No estudo A, (DA SILVA SOARES JR. et al., 2021), mostramos que o rastreamento ocular seria uma boa ferramenta de auxílio nas escolas para que professores pudessem conhecer melhor a forma como seus alunos pensam durante a resolução de problemas. Os vídeos de rastreio ocular foram suficientes para que a maioria dos professores identificassem de forma correta o desempenho dos alunos em cada exercício. Além disso, esses profissionais tiveram expectativas diferentes em relação aos locais onde os alunos olharam mais no teste de matemática e puderam compreender melhor como os alunos analisaram problemas.

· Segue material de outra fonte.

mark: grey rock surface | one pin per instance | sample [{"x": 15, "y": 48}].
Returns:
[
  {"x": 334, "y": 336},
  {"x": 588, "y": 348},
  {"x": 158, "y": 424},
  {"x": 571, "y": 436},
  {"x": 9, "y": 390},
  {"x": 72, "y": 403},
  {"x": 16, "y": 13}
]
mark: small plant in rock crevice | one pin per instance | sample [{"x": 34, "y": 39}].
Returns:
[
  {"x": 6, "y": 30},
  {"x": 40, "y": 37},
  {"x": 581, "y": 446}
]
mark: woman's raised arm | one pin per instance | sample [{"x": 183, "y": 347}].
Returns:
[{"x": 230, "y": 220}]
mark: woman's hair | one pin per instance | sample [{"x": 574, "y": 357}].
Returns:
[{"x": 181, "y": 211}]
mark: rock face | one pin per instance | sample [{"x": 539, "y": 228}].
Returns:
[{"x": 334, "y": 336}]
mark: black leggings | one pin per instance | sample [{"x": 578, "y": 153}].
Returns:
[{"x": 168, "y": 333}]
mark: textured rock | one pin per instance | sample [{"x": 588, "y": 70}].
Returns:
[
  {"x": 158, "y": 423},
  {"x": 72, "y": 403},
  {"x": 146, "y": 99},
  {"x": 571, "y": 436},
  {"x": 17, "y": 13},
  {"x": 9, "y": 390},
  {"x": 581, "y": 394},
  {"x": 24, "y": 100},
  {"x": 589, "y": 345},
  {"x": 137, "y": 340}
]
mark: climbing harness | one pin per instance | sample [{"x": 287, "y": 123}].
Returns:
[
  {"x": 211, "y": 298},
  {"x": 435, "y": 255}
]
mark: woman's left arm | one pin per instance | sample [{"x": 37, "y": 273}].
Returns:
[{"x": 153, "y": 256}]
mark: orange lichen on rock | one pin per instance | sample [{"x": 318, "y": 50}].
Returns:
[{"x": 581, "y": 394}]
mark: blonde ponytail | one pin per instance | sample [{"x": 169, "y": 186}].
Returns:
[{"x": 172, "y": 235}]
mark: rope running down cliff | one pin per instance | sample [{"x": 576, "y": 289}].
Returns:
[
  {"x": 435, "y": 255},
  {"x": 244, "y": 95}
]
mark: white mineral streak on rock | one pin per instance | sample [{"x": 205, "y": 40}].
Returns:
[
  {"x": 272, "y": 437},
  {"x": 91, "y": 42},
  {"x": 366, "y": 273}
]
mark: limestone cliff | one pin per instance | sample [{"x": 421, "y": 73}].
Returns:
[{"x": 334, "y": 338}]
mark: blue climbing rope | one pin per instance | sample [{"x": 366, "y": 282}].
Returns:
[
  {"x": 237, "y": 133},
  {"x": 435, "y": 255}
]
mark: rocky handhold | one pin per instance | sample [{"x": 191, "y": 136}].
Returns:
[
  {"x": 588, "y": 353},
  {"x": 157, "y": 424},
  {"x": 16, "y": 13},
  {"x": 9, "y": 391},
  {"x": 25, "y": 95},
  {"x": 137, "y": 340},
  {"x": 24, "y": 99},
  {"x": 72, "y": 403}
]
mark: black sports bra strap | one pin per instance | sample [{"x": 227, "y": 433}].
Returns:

Por fim, os relatos dos professores que assistiram aos vídeos de rastreio ocular das crianças sugerem que este método pode ser uma boa forma de se pensar sobre o pensamento – o que também é chamado de metacognição -, além de poder exercer um papel muito importante no desenvolvimento do ensino e da aprendizagem.

Os modelos criados no estudo B (OKU et al., 2021) permitiram identificar corretamente acertos e erros de estudantes em 66% dos casos avaliados, apenas com os níveis de atenção dos sinais cerebrais dos estudantes. Além da previsão de sucesso, foi possível analisar que as regiões do córtex pré-frontal com maior relevância nos modelos são pertencentes ao córtex pré-frontal dorsolateral, região associada ao processo cognitivo, flexibilidade cognitiva, planejamento, raciocínio abstrato, entre outros processos (BANDEIRA et al., 2021). Estes modelos nos permitiram confirmar que o uso de aprendizagem de máquinas na modelagem de dados neurais permite inferir novos resultados em estudos relacionados à educação.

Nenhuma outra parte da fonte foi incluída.